Several persons, with placards bearing photographs of murdered children, participate in a protest march condemning violence against children along Hope Road in Kingston yesterday. The march, which was co-ordinated by the Child Development Agency (CDA) and lobby group Hear the Children's Cry, ended with a vigil at Emancipation Park also in the capital city. (Photo: Lionel Rookwood)

HUNDREDS of Christians across Jamaica will this evening pray for the island's children at three specially arranged prayer meetings in Kingston, Mandeville and Montego Bay.

Event organiser Reverend Al Miller said prayer warriors, church leaders and other committed Christians will gather at the Karram-Speid Auditorium at the Merl Grove High School in Kingston, Fellowship Tabernacle Church at Ward Avenue in Mandeville, Manchester, and The Meeting Place at Howard Cooke Boulevard in Montego Bay for the prayer meetings.

"This is an urgent call to church leaders and Christians to pray for the nation because what is happening requires urgent response and we require everyone's support," Reverend Miller said, adding that church leaders outside of the three parishes are also being asked to gather their members to participate in the event.

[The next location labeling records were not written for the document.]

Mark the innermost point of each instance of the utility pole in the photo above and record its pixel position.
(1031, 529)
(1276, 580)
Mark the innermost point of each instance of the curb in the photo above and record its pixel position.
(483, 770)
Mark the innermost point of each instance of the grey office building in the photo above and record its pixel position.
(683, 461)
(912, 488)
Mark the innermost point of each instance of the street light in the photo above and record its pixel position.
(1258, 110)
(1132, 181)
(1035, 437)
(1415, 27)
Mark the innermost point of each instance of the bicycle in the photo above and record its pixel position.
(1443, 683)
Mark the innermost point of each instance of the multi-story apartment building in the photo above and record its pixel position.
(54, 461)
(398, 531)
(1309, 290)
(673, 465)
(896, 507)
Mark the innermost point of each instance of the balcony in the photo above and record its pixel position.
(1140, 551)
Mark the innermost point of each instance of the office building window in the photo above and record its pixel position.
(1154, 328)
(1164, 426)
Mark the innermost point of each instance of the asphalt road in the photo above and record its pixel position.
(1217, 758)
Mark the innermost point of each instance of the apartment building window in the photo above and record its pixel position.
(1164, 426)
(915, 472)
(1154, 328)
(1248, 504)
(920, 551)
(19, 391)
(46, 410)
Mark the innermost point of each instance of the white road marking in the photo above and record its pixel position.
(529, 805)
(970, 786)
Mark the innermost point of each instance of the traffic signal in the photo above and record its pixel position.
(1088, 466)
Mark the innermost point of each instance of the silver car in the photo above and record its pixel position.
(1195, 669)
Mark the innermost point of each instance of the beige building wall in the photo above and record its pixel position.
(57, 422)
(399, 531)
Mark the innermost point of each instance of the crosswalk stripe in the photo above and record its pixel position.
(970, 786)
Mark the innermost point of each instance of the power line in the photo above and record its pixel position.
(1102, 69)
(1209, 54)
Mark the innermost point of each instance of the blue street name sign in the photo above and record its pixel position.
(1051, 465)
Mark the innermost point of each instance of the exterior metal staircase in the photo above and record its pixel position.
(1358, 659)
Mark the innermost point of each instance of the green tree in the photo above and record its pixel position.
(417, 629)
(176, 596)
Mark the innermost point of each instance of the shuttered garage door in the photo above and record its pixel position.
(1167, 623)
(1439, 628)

Miller said the event is a call for the nation to face the fact that a spiritual war is on in Jamaica. The nation, he said, is at war with itself, against evil, lawlessness and injustice and as such Christians must stand up and fight in a united way.

"We must take the fight to the negative elements of society, both physical and spiritual," he said, adding that the spiritual battle to be a fought requires a "now action" or else the country will be overtaken.

Reverend Miller said the call is also going out to church leaders across the island to move from within the four walls of their churches and start addressing the needs of the communities in which they exist.

"The war is not within the four walls, and so we need to serve the people and love upon them to challenge them to new ways and principles," he said.

Last week, Betty Ann Blaine, convener of Hear the Children's Cry, made a similar plea to church leaders, asking them to close their church doors for the next six months and allow their members to go into the inner-city communities.

Blaine made the call during an address to mourners at the funeral service for 11-year-old Ananda Dean who was abducted and brutally murdered in September.

Reverend Miller, in the meantime said today's prayer meetings will also seek answers to the impact of the global financial crisis on Jamaica's economy. He also issued a challenge to political leaders to commit to a united approach in dealing with the crisis affecting the country.

"We want a governance of national unity to mend us as one nation in tackling social, moral and economic crises," he said.